Thinsulate is a blend of 55-percent olefin fiber and 45-percent polyester that comes in a variety of weights and thicknesses. These thermal products have a nonwoven layer on one or both sides to hold the fibers in place. They are washable and dry cleanable. It cost me about $11/metre.
Remember: you can interline with anything. So don't feel limited to the two above-named sources. Especially if you live in a warmer climate, and lets face it, pretty much anywhere is warmer than Ontario.
How much do you need?
Don't make my mistake: I bought enough for the entire jacket. Instead buy only enough for the body of the jacket. Typically you don't interline sleeves with jacket insulation. (And since I am so stubborn that I have to try anyway, I can assure you that even that small addition to the sleeves restricts movement and bulks one up.)
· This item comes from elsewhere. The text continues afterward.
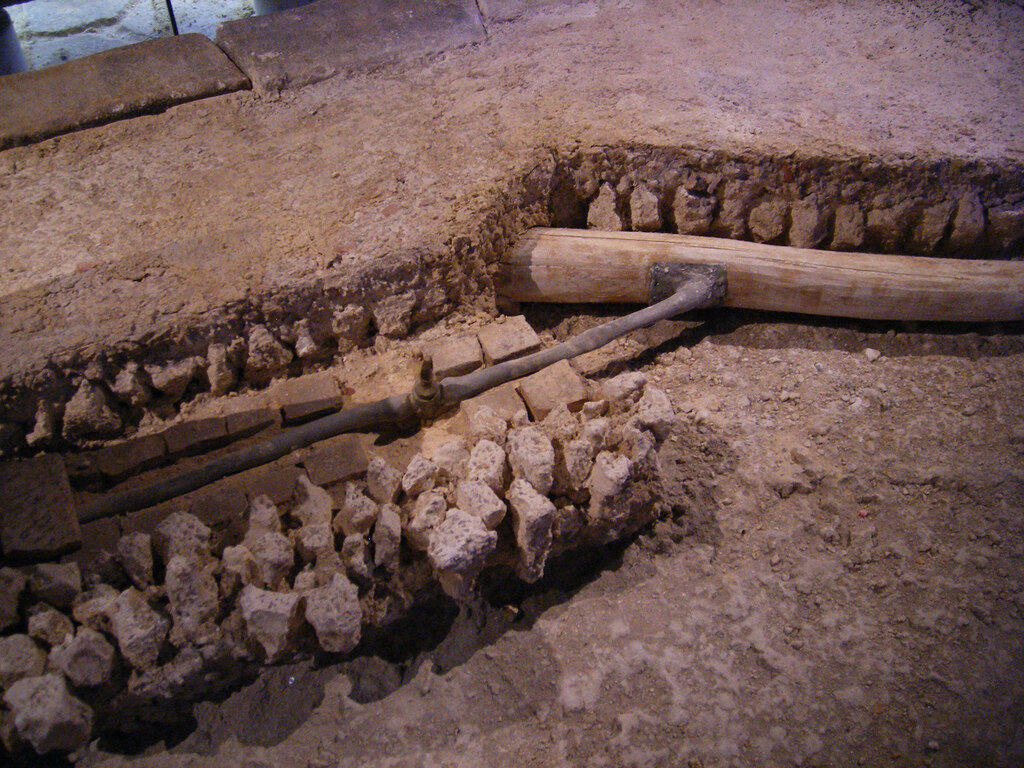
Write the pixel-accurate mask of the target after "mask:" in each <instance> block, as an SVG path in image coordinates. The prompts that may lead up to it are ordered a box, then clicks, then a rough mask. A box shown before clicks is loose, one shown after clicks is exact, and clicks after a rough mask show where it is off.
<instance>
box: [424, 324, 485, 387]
mask: <svg viewBox="0 0 1024 768" xmlns="http://www.w3.org/2000/svg"><path fill="white" fill-rule="evenodd" d="M427 352H428V353H429V354H430V356H431V357H432V358H433V360H434V376H436V377H437V379H444V378H447V377H449V376H462V375H463V374H468V373H470V372H471V371H475V370H476V369H478V368H479V367H480V366H482V365H483V354H482V352H481V350H480V342H479V341H477V340H476V337H475V336H471V335H468V334H467V335H465V336H456V337H455V338H452V339H444V340H443V341H439V342H435V343H434V344H431V345H430V346H428V347H427Z"/></svg>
Things to keep in mind when sewing insulation into a garment:
- You're fighting bulk - look for the thinnest fabric that will do the job
- Only insulate the body of the garment, not the sleeves to reduce bulk
- Pre-treat - the main fabric, lining and insulation should be compatible in terms of garment care
- Use all purpose polyester thread -unless your main fabric is wool or silk
- Sew insulation to the lining not the main fabric
- It does not take the place of interfacing
- It can provide eveness of colour when the main fabric is not opaque
- Insulation can also reinforce open weaves, prevent transparency and add support
- Trim the interlining seam allowance to reduce bulk
- If you use flannel cotten or micro-fleece as a lining, this will add warmth and you may not need to insulate your garment.